Of Ludivine Sagnier's performance in the new howler "Love Crime," let me just say that I have not been so moved by an actress since Pia Zadora in "Butterfly." As a senior executive in the Paris office of an "ago-business" firm, Sagnier looks like a thirteen-year-old girl playing dress-up. Some of the dialogue from the business-world scenes has to be heard to be believed: "I speak for all of us," one male colleague tells Sagnier, "when I say you are the perfect woman."
The plot - such as it is - posits Sagnier as an up-and-coming underling to an ice-queen vice president (Kristin Scott Thomas, typecast) who showers her with affection and gifts in private but doesn't blanche at humiliating her in meetings or taking credit for her work and ideas when talking to the guys from headquarters. Playing a snarky, insinuating bitch, KST shows a rare lightness of touch and provides the movie's few intentional laughs - but not its only ones.

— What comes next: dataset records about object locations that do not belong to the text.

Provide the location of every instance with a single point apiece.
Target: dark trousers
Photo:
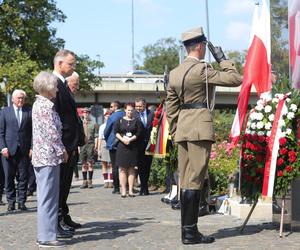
(31, 179)
(66, 175)
(2, 180)
(16, 163)
(115, 169)
(144, 171)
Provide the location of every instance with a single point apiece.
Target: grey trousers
(47, 180)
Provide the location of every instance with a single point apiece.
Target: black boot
(203, 206)
(189, 218)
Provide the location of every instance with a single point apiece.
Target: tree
(156, 56)
(279, 43)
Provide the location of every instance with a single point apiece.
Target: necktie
(18, 116)
(143, 119)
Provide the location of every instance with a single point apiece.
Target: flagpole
(207, 26)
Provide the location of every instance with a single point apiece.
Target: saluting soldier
(190, 97)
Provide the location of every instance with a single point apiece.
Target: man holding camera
(190, 98)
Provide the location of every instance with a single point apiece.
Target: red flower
(288, 169)
(282, 141)
(279, 173)
(261, 138)
(292, 158)
(283, 151)
(280, 161)
(259, 158)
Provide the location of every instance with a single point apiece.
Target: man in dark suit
(146, 117)
(15, 145)
(64, 65)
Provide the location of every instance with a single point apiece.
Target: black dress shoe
(116, 191)
(71, 223)
(11, 207)
(22, 206)
(54, 243)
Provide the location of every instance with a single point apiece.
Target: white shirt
(20, 112)
(59, 76)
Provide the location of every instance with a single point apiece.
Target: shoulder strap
(182, 83)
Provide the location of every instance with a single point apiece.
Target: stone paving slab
(111, 222)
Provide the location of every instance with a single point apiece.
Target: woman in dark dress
(127, 129)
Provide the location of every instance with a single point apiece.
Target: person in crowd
(73, 84)
(31, 181)
(64, 66)
(189, 96)
(146, 117)
(15, 145)
(110, 138)
(128, 130)
(104, 155)
(88, 150)
(48, 153)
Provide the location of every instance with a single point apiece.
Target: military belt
(196, 105)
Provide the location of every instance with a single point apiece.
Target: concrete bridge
(115, 88)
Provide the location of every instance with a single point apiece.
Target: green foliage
(19, 74)
(156, 56)
(85, 68)
(279, 43)
(25, 25)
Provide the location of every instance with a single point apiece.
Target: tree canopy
(156, 56)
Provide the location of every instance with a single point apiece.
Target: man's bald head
(73, 82)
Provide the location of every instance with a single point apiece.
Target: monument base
(262, 211)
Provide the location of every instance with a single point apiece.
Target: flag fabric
(294, 35)
(257, 70)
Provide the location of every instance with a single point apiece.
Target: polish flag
(257, 70)
(294, 29)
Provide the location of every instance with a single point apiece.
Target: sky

"Grab your chance," KST advises Sagnier, when explaining why she co-opted the latter's research study. "Want it, and will it." Inevitably, Sagnier applies KST's counsel against her, stealing first her boyfriend, then a plum assignment that threatens KST's sought-after transfer to New York. Eventually, one of the leads is murdered, and the other implicated in her death. A late plot twist involving Sagnier's trusty male secretary will come as a stunning surprise to those who were sure Ivan Drago would defeat Rocky Balboa.

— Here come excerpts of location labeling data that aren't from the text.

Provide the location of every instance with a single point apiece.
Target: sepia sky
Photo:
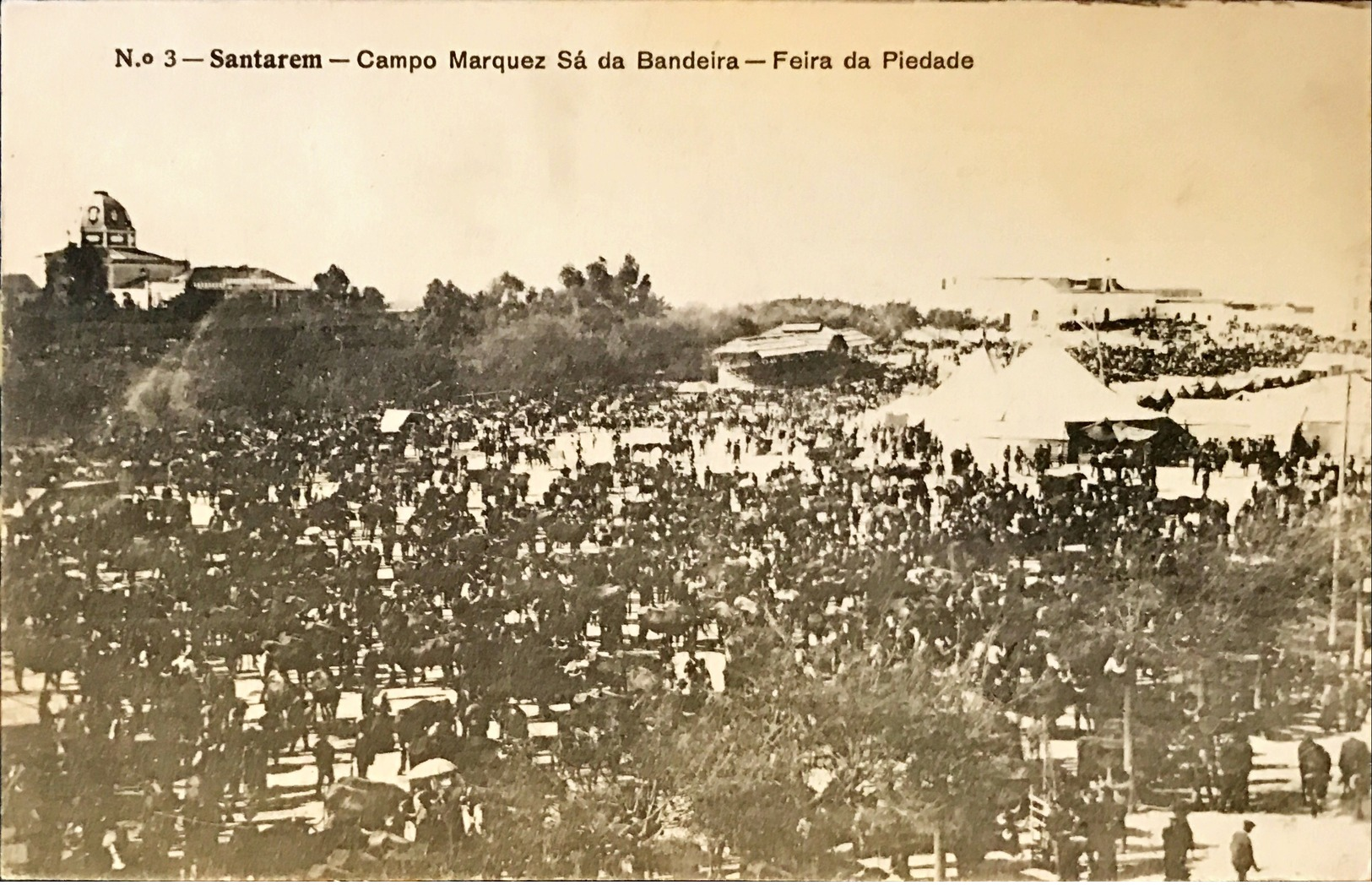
(1214, 146)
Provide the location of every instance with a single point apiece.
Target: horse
(1315, 774)
(324, 696)
(52, 656)
(415, 720)
(285, 716)
(1354, 768)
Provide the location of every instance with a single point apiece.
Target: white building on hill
(788, 340)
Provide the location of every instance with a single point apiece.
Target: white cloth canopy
(1035, 399)
(394, 419)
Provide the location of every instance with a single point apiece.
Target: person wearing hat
(1240, 852)
(1178, 843)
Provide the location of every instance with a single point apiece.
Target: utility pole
(1338, 535)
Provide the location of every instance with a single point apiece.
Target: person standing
(1178, 843)
(1240, 852)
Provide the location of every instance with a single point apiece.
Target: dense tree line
(74, 361)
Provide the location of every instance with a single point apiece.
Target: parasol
(431, 768)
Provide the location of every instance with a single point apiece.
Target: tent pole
(1338, 529)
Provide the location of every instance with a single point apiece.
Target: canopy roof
(1036, 397)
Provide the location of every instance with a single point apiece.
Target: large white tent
(1319, 410)
(1033, 399)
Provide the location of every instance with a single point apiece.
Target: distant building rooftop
(792, 339)
(241, 279)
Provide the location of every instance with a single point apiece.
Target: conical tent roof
(1046, 388)
(1035, 397)
(973, 380)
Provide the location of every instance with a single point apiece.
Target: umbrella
(1119, 432)
(431, 768)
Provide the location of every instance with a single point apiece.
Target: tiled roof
(219, 278)
(794, 338)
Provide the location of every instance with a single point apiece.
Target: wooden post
(1128, 733)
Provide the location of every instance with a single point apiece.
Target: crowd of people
(1174, 347)
(507, 548)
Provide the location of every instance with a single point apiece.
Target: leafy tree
(334, 285)
(880, 752)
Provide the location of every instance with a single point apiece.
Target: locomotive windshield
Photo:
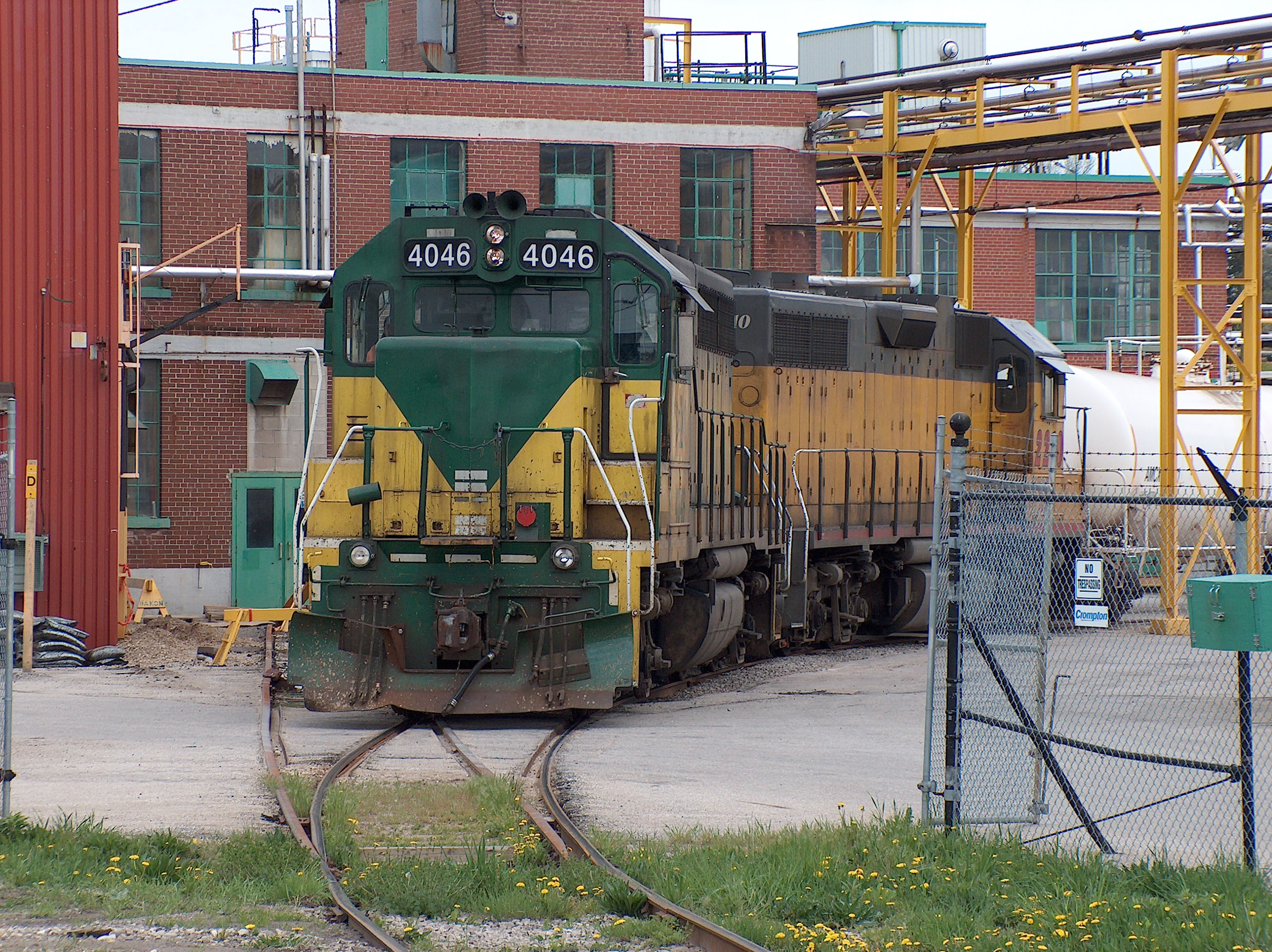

It's the sort of movie where an easy camaraderie washes over the audience. Each of us in turn was the first to laugh at one scene or another, the others joining in. One scene in particular I will not soon forget: KST has stolen the boyfriend back and Sagnier, who'd dressed to fuck, runs crying to her car, then cries even harder and slaps the car when the alarm goes off, then gets in and promptly drives into a pillar in the parking structure. At key moments in the plot, the soundtrack fills with the sound of a piano being tuned. And some punch lines - Sagnier explains she enjoys running on the treadmill because it allows her head to "go blank" - write themselves.

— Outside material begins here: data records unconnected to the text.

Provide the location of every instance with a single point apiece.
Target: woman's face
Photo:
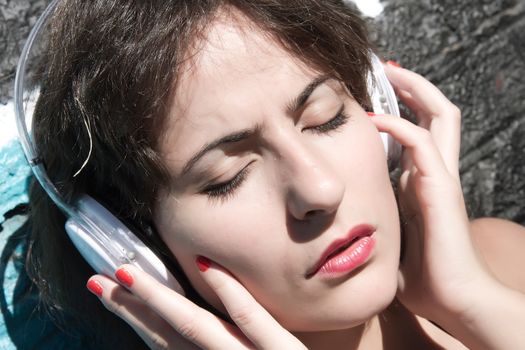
(272, 163)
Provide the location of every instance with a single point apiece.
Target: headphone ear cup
(384, 101)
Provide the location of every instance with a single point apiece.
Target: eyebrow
(292, 107)
(298, 102)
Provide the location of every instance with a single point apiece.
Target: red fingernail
(394, 63)
(203, 263)
(95, 287)
(124, 277)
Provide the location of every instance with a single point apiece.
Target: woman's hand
(442, 276)
(165, 319)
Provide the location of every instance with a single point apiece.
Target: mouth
(345, 254)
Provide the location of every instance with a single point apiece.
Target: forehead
(236, 73)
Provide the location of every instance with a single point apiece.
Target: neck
(364, 336)
(394, 328)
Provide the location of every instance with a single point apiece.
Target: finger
(417, 141)
(154, 331)
(433, 110)
(254, 321)
(426, 95)
(194, 323)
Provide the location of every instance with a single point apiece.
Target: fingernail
(95, 287)
(124, 277)
(203, 263)
(393, 63)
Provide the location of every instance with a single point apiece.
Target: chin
(349, 307)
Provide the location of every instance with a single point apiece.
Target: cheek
(239, 235)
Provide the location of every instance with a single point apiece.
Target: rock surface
(474, 51)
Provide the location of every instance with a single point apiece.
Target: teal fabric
(14, 172)
(23, 324)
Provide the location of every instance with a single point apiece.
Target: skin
(304, 188)
(301, 193)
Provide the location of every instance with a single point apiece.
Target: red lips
(363, 230)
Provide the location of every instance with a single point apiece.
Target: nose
(314, 187)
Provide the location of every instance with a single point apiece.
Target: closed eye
(340, 119)
(227, 188)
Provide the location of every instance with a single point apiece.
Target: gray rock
(474, 51)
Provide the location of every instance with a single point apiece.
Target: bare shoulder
(502, 245)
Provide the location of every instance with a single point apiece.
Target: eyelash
(225, 190)
(340, 119)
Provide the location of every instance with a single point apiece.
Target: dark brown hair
(110, 69)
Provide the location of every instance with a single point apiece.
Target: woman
(235, 135)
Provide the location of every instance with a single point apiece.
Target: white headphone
(101, 238)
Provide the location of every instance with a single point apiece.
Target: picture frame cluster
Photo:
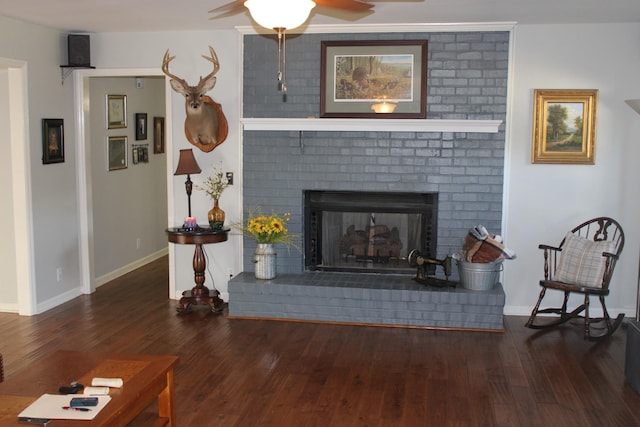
(118, 145)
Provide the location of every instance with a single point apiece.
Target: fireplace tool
(423, 265)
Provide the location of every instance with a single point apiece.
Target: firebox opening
(367, 231)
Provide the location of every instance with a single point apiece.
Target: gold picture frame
(116, 111)
(564, 126)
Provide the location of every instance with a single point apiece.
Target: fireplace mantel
(376, 125)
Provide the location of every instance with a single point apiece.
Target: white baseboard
(130, 267)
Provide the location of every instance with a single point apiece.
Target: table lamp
(186, 166)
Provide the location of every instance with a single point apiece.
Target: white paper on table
(95, 391)
(50, 406)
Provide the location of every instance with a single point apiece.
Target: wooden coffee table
(146, 378)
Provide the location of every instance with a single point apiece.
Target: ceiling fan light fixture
(286, 14)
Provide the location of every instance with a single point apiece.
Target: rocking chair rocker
(583, 263)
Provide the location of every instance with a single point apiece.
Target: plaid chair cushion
(581, 261)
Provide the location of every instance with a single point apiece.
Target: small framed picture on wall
(52, 141)
(141, 126)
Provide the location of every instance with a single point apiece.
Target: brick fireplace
(467, 79)
(368, 232)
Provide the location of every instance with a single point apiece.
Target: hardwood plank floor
(235, 372)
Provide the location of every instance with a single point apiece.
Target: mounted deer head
(205, 126)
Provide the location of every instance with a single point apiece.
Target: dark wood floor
(236, 372)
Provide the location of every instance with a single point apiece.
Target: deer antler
(165, 69)
(216, 66)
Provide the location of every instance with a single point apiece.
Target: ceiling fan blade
(236, 6)
(348, 5)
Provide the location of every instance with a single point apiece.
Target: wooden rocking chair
(583, 263)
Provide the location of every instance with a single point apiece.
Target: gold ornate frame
(564, 126)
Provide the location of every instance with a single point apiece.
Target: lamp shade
(279, 13)
(187, 163)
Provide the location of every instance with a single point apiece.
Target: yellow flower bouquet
(268, 228)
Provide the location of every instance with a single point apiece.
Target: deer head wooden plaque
(206, 126)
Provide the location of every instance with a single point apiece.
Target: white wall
(545, 201)
(146, 50)
(8, 292)
(52, 187)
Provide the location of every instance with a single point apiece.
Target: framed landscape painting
(564, 126)
(117, 152)
(356, 75)
(52, 141)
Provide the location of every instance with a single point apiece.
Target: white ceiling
(177, 15)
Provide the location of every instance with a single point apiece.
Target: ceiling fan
(282, 15)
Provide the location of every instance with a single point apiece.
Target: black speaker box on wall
(79, 50)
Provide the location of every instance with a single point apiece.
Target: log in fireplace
(360, 231)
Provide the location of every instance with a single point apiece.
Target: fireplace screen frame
(318, 201)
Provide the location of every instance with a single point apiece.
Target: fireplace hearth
(356, 231)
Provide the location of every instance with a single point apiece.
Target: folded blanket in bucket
(481, 247)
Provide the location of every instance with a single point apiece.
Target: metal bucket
(479, 276)
(264, 259)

Too often these days, a movie is said to be "so bad, it's good" or given the label "camp." Most bad movies are just so bad, they're bad. "Camp" does not apply to movies that intentionally aim low - self-parodies, say - but to films that earnestly aspire to art, and fail spectacularly. "Love Crime" solemnly views itself in the tradition of Chabrol and Hitchcock, and but for the script, the acting, and the production, it would be. It's the real McCoy - an instant camp classic.